Reiter la condujo fuera del área común hacia la biblioteca. —Por supuesto, tenemos la mejor biblioteca en —su voz se fue apagando gradualmente y frunció el ceño. ¿Aún no halla una aprendiz? Anajinn tenía una en su visita previa. Por otro lado, Reiter parecía recordar lo ocurrido de manera incorrecta, así que dejó de pensar en el asunto. —La mejor biblioteca en Kehjistán, sin considerar Caldeum, por supuesto.

Anajinn le siguió de cerca. Su armadura hacía ruido con cada paso que daba. —He visitado casi tres docenas de poblados en el desierto y me parece que tú y tu padre tienen razón. En verdad poseen la biblioteca de mayor tamaño que he visto fuera de una ciudad grande. De hecho, jamás he hallado algo parecido en poblados como éste.

—Fue idea de mi padre —dijo Reiter—. El Reposo de Caldeum es pequeño, pero casi todos los viajeros que toman la ruta del sur hacia y desde Caldeum se detienen aquí. El oasis, como puedes ver. La última oportunidad de abastecerse de agua antes de cruzar la peor parte del desierto. Mi padre se dio cuenta de que había muchos académicos, eruditos y peregrinos religiosos que no tenían intenciones de quedarse en la taberna al otro extremo del camino. Así, decidió crear algo atractivo para ellos. Una pérdida de tiempo y esfuerzo, fue lo que omitió Reiter. Los vinos y licores eran algo más lucrativo que proporcionar una habitación tranquila para estudiosos indigentes. —Él les dijo a los mercaderes que tenía la intención de comprar los libros que tuvieran.

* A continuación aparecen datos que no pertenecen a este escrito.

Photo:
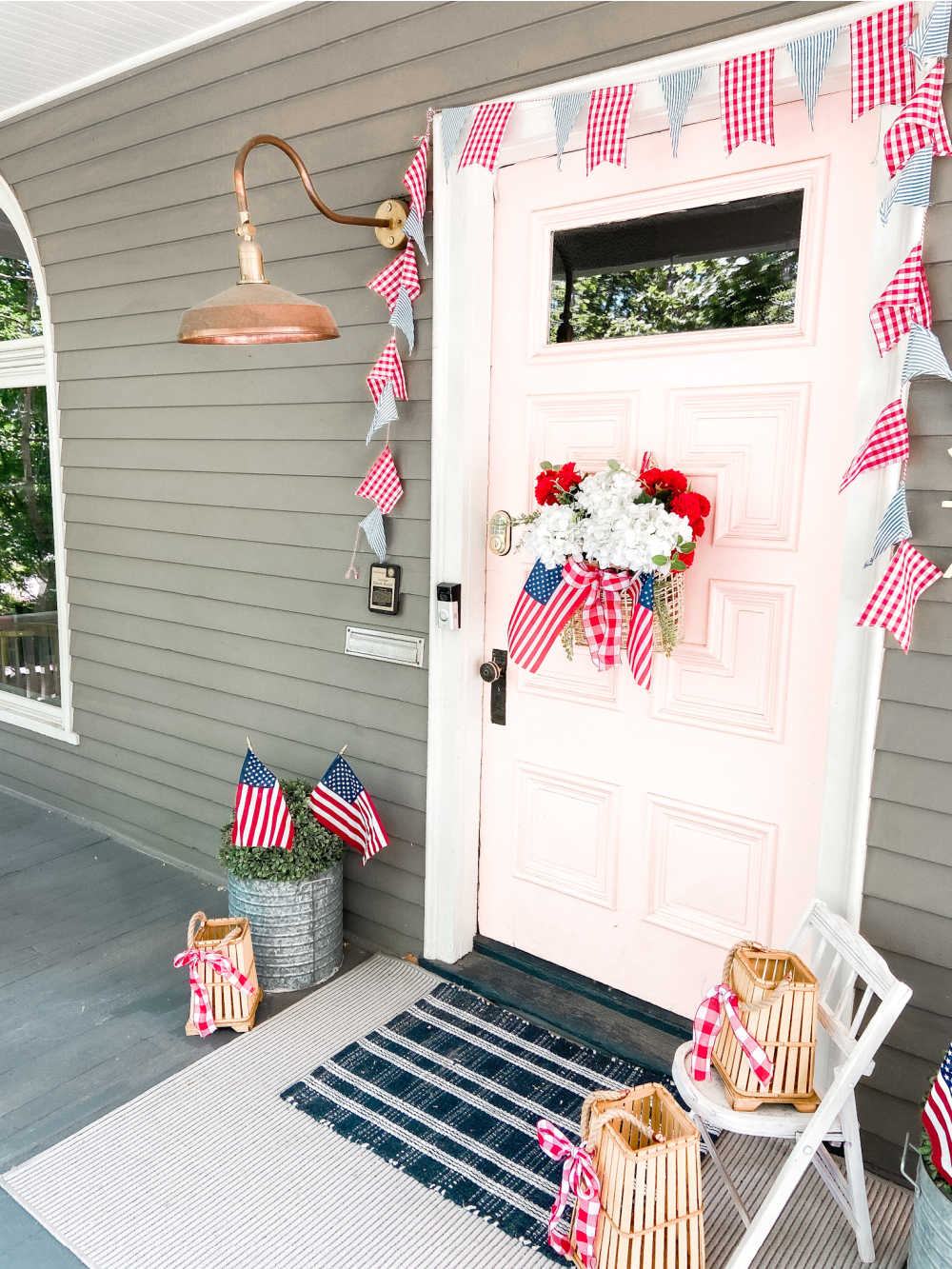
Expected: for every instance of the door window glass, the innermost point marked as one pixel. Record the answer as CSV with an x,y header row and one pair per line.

—Tu padre, ¿cómo se encuentra?

—Está muriendo.

Anajinn inclinó la cabeza. —¿Puedo ayudar en algo? ¿Me permites verle?

Últimamente carece de lucidez. No quisiera importunarle con recuerdos antiguos.

Anajinn le miró por un momento. —Como digas. —La puerta de la biblioteca se encontraba justo adelante. —¿Hay muchos libros nuevos desde mi última visita?

—Eso creo —dijo Reiter mientras mantenía la puerta abierta. No había leído ninguno de ellos. —Hénos aquí.

—Gracias —respondió ella.

Al dar un paso hacia atrás, un mechón de su cabello rozó la mano de Reiter, un mechón rubio. Los recuerdos se agolparon en la mente del posadero: la maestra, el cabello café, el nombre.

—Tú… Tú no eres Anajinn, ¡eres la aprendiz!

Recibió una sonrisa irónica a modo de respuesta. —Ya no.

—Pero… La armadura… Dijiste que tu nombre era Anajinn.

—Ese es mi nombre —respondió la mujer.

La confusión de Reiter se convirtió en ira, pues sintió que ella se burlaba de él una vez más. —¡Ése era el nombre de tu maestra!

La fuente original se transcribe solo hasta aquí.